Chrome OS Benchmarked Against Moblin, Ubuntu Netbook, More
An anonymous reader writes "Using the latest build of Google's Chromium OS source code, Phoronix built it out to run on a Samsung netbook and ran sixteen benchmarks, putting it up against Moblin 2.1, Ubuntu Netbook Remix 9.10, openSUSE 11.2, and Fedora 12. They ran some of their usual desktop benchmarks (encoding, video, etc..), but more interestingly they ran a number of battery, CPU usage, and memory consumption tests under different settings that show some of the advantages and disadvantages for each of the Linux distributions, and spotted a few bugs along the way."
Similar linux kernels perform mostly similarly on identical hardware, except for the pre-production one that they probably haven't bothered to polish for any particular real-world hardware yet.
All the distros were very close in performance with the exception of one or two benchmarks. 10% is not a perceptable difference. Wake me up when Chrome fever is over and something interesting is posted about it.
After logging in slashdot still does not take you back to the page you were on. It's been that way for 20 years.
Chromium's power management may not suck. It seems that Chromium is not using EIST, so the processor is always running at 1600 MHz whereas the other distros could scale the processor down to 800 MHz to save power. Given that this system had a SSD, the CPU likely accounts for the vast majority of power consumption.
But otherwise it was a pretty bland review.
The road to tyranny has always been paved with claims of necessity.
Linux is an operating system. Chrome is a customized linux distrbution and therefore an operating system. Even if you don't like it.
Actually, it will show which distribution will run best on your specific hardware. I agree that it's not meaningful to most. However, most is not all.
As I watched the Google Chrome OS rollout, it occurred to me that, when it comes down to it, Chrome isn't so much a full OS as it is a program loader, a la DOS. As the presenter explained, most of what an OS does Chrome *won't* do- no scheduler, no other apps, barely a file system, etc. What it will do is load a Web browser, and then get out of the way. That strikes me as rather similar to the experience I had back in the day using SLIPNot to simulate a graphical browser over a SLIP connection.
This isn't a criticism; far from it. It may just be that precisely what netbooks need is a program loader to start a Web browser + then get out of the way, rather than a full-fledged OS to tax their limited- by design- resources.
Now, if I could just find a way to load SLIPNot on my Eee...
-Z
I think ChromeOS will be very useful as a second boot choice, when you are in a hurry (airport, hotspot, whatever) and need some info on the internet quick. Just turn on your netbook and get your info in a few seconds. To do the real job you have the OS of your choice as the primary boot (Linux or Windows)
I know, I know, you can always use hibernation and be also ready in a few more seconds, but note every note(net)book likes the hibernation.
Just my 2 pesos.
Not really; Chromium OS is designed to run one single application. Its performance for video encoding or 7-zip compression is completely meaningless; it will never be running any of those applications. Heck, they did all sorts of I/O benchmarks when Chrome OS doesn't really touch the disk except for caching.

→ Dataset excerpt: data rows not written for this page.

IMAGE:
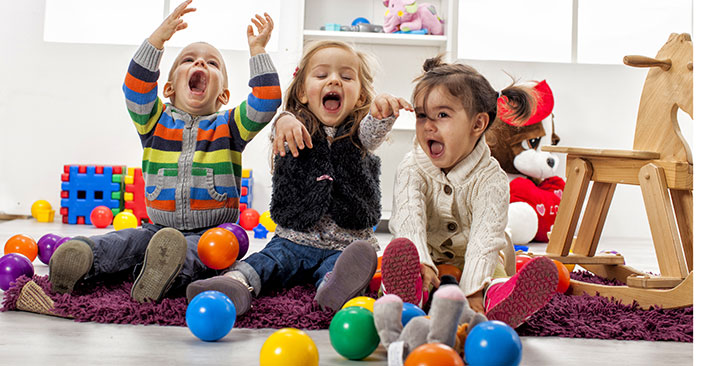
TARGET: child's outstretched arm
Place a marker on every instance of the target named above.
(382, 115)
(248, 118)
(140, 85)
(172, 24)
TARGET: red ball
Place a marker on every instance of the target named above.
(434, 354)
(249, 219)
(563, 275)
(101, 216)
(218, 248)
(22, 244)
(521, 260)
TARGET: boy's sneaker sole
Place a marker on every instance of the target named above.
(163, 260)
(400, 270)
(535, 285)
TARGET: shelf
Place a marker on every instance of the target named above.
(377, 38)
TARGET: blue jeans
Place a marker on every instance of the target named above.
(123, 250)
(283, 263)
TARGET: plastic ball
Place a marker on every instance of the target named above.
(448, 269)
(563, 275)
(39, 206)
(493, 343)
(242, 237)
(210, 315)
(265, 219)
(22, 244)
(12, 266)
(353, 334)
(361, 301)
(101, 216)
(218, 248)
(249, 219)
(409, 312)
(432, 354)
(47, 245)
(289, 346)
(521, 260)
(125, 220)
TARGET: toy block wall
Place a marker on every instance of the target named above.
(85, 187)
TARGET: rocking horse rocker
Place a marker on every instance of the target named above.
(661, 163)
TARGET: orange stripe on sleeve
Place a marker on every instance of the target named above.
(267, 92)
(137, 85)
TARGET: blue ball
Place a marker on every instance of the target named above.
(410, 311)
(493, 343)
(210, 315)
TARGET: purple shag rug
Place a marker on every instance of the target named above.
(565, 316)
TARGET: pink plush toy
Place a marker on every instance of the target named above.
(408, 15)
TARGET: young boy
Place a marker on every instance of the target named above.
(191, 162)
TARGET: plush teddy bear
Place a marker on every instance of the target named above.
(408, 15)
(536, 190)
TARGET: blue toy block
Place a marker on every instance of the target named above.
(82, 192)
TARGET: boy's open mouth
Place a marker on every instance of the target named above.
(436, 148)
(198, 82)
(332, 102)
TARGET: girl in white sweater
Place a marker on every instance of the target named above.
(451, 198)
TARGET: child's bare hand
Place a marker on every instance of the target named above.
(384, 105)
(476, 301)
(429, 278)
(258, 43)
(172, 24)
(291, 131)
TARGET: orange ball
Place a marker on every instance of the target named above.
(521, 260)
(218, 248)
(22, 244)
(563, 275)
(434, 354)
(448, 269)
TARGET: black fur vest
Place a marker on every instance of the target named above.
(337, 179)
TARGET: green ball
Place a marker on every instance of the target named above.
(353, 334)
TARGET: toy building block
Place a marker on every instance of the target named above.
(134, 198)
(84, 187)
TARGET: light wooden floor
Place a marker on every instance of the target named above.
(32, 339)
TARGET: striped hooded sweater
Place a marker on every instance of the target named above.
(192, 165)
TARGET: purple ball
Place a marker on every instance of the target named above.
(241, 235)
(12, 266)
(47, 245)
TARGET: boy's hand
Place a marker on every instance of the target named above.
(476, 301)
(264, 26)
(172, 24)
(429, 278)
(384, 105)
(290, 130)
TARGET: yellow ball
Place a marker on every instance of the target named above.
(39, 206)
(265, 219)
(125, 220)
(362, 301)
(289, 346)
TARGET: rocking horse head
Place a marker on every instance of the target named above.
(668, 86)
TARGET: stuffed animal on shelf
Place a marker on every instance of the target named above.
(536, 190)
(408, 15)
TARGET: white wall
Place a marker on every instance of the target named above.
(63, 104)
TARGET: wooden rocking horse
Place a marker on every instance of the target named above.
(661, 163)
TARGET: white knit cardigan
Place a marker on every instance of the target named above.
(457, 218)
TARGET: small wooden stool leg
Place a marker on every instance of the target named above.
(593, 218)
(579, 173)
(684, 210)
(663, 227)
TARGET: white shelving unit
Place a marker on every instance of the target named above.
(400, 56)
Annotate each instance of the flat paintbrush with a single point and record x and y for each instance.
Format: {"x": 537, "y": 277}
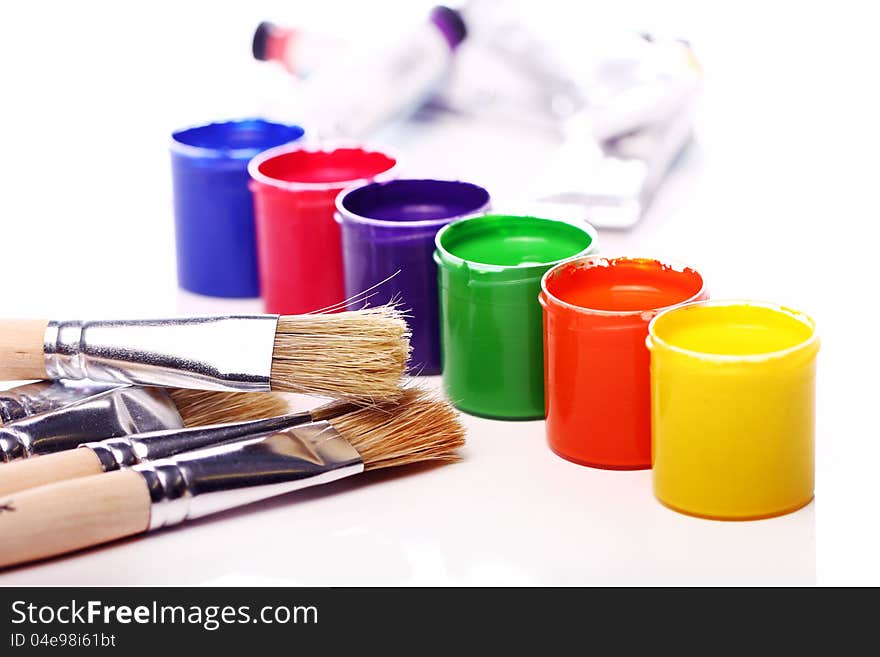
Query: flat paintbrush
{"x": 71, "y": 515}
{"x": 125, "y": 410}
{"x": 95, "y": 457}
{"x": 357, "y": 355}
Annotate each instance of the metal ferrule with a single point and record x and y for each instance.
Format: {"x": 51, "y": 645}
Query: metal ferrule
{"x": 231, "y": 353}
{"x": 115, "y": 412}
{"x": 128, "y": 451}
{"x": 227, "y": 476}
{"x": 43, "y": 396}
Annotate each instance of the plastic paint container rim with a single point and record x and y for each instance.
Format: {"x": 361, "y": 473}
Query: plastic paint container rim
{"x": 449, "y": 258}
{"x": 653, "y": 341}
{"x": 348, "y": 215}
{"x": 181, "y": 147}
{"x": 665, "y": 264}
{"x": 325, "y": 147}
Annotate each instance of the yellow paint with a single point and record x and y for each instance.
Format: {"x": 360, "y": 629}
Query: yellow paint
{"x": 732, "y": 408}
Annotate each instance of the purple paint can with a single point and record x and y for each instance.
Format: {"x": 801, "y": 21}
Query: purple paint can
{"x": 389, "y": 227}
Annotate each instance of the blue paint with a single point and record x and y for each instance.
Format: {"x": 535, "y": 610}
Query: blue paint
{"x": 213, "y": 207}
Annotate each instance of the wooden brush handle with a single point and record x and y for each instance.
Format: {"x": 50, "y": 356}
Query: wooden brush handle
{"x": 41, "y": 470}
{"x": 70, "y": 515}
{"x": 21, "y": 349}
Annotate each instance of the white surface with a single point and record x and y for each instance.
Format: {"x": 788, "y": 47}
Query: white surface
{"x": 777, "y": 201}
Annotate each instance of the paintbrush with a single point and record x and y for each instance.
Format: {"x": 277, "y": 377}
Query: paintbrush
{"x": 41, "y": 396}
{"x": 127, "y": 410}
{"x": 95, "y": 457}
{"x": 70, "y": 515}
{"x": 359, "y": 355}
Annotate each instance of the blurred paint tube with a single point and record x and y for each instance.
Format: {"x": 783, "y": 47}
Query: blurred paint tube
{"x": 611, "y": 184}
{"x": 350, "y": 97}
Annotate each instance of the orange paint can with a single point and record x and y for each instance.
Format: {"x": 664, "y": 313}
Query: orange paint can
{"x": 596, "y": 363}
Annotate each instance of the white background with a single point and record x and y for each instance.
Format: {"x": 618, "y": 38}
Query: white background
{"x": 776, "y": 201}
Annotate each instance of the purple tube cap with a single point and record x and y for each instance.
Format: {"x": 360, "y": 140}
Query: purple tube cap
{"x": 450, "y": 23}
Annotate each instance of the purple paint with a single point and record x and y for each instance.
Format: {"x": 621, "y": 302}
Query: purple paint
{"x": 389, "y": 227}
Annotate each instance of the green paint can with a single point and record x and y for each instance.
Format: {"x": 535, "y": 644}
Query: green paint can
{"x": 490, "y": 270}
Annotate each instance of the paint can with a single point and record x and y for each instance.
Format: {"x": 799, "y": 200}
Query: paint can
{"x": 596, "y": 314}
{"x": 732, "y": 395}
{"x": 213, "y": 207}
{"x": 298, "y": 240}
{"x": 490, "y": 270}
{"x": 388, "y": 231}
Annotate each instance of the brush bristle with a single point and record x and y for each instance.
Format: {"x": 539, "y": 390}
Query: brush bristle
{"x": 203, "y": 407}
{"x": 418, "y": 427}
{"x": 357, "y": 355}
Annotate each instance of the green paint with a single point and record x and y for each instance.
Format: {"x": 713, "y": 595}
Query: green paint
{"x": 490, "y": 270}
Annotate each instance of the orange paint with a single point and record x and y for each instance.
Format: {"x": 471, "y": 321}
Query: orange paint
{"x": 596, "y": 364}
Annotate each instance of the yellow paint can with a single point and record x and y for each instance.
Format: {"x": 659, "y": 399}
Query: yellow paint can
{"x": 732, "y": 409}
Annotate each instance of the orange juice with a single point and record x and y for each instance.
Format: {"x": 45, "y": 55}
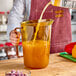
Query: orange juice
{"x": 36, "y": 55}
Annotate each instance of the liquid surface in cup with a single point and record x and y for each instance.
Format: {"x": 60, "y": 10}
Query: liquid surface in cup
{"x": 36, "y": 55}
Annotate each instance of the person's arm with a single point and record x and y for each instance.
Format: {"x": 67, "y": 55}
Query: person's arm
{"x": 16, "y": 16}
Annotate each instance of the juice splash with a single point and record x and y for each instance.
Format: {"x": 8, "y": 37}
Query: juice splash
{"x": 57, "y": 2}
{"x": 36, "y": 55}
{"x": 40, "y": 19}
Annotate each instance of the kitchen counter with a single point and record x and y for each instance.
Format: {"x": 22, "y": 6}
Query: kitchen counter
{"x": 58, "y": 66}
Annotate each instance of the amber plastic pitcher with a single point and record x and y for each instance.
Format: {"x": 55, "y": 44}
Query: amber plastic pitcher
{"x": 36, "y": 52}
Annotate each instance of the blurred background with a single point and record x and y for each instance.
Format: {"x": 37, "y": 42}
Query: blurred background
{"x": 5, "y": 7}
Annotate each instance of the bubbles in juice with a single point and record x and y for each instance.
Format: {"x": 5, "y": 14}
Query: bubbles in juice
{"x": 36, "y": 55}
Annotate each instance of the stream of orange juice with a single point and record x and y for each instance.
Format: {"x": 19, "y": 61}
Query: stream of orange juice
{"x": 36, "y": 55}
{"x": 57, "y": 2}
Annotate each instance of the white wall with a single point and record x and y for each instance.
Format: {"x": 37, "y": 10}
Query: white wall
{"x": 6, "y": 5}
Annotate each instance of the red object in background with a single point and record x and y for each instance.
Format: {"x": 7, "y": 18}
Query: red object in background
{"x": 20, "y": 43}
{"x": 2, "y": 12}
{"x": 1, "y": 45}
{"x": 69, "y": 47}
{"x": 8, "y": 44}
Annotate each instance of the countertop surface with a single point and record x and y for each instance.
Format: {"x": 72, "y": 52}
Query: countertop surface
{"x": 58, "y": 66}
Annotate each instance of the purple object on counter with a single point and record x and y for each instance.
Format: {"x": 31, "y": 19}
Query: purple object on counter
{"x": 61, "y": 28}
{"x": 15, "y": 73}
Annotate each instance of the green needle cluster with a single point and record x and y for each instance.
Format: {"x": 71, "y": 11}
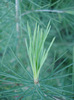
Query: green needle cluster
{"x": 36, "y": 51}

The only meaningful benchmarks they could have run would be to compare various browser benchmarks between Chromium OS and Chrome running on different platforms on the same hardware.
A more appropriate name for it is "Chrome Fullscreen".
An even more appropriate name for it is "Chrome's Google-Confusion-Fest". Because Google is starting to bewilder me with parallel, seemingly conflicting options!
1) There's Chromium O/S, which is pretty much just a Linux distro with a browser.
2) There's Android O/S, which is pretty much just a Linux distro with a browser, that's incompatible with Chromium.
3) There's Google Gears, which is pretty cool, but doesn't work with Chromium O/S, or Chrome the browser.
4) There's Chrome itself, whicch is just a browser, without a distro of any kind, and paradoxically, doesn't work on Linux.
In short, while Google has been lobbing all this juicy-looking stuff out onto the marketplace, it's been set up in such a way as the boxes are likely to fall on anxious developers.
This looks to me more like a minefield than a fruited plain!
Come on, Google! If you want me, a developer, to "jump on board" with your stuff, you'd better get it all talking to each other, because your deeply fragmented product lines are causing me to shun your products.
I have no problem with your religion until you decide it's reason to deprive others of the truth.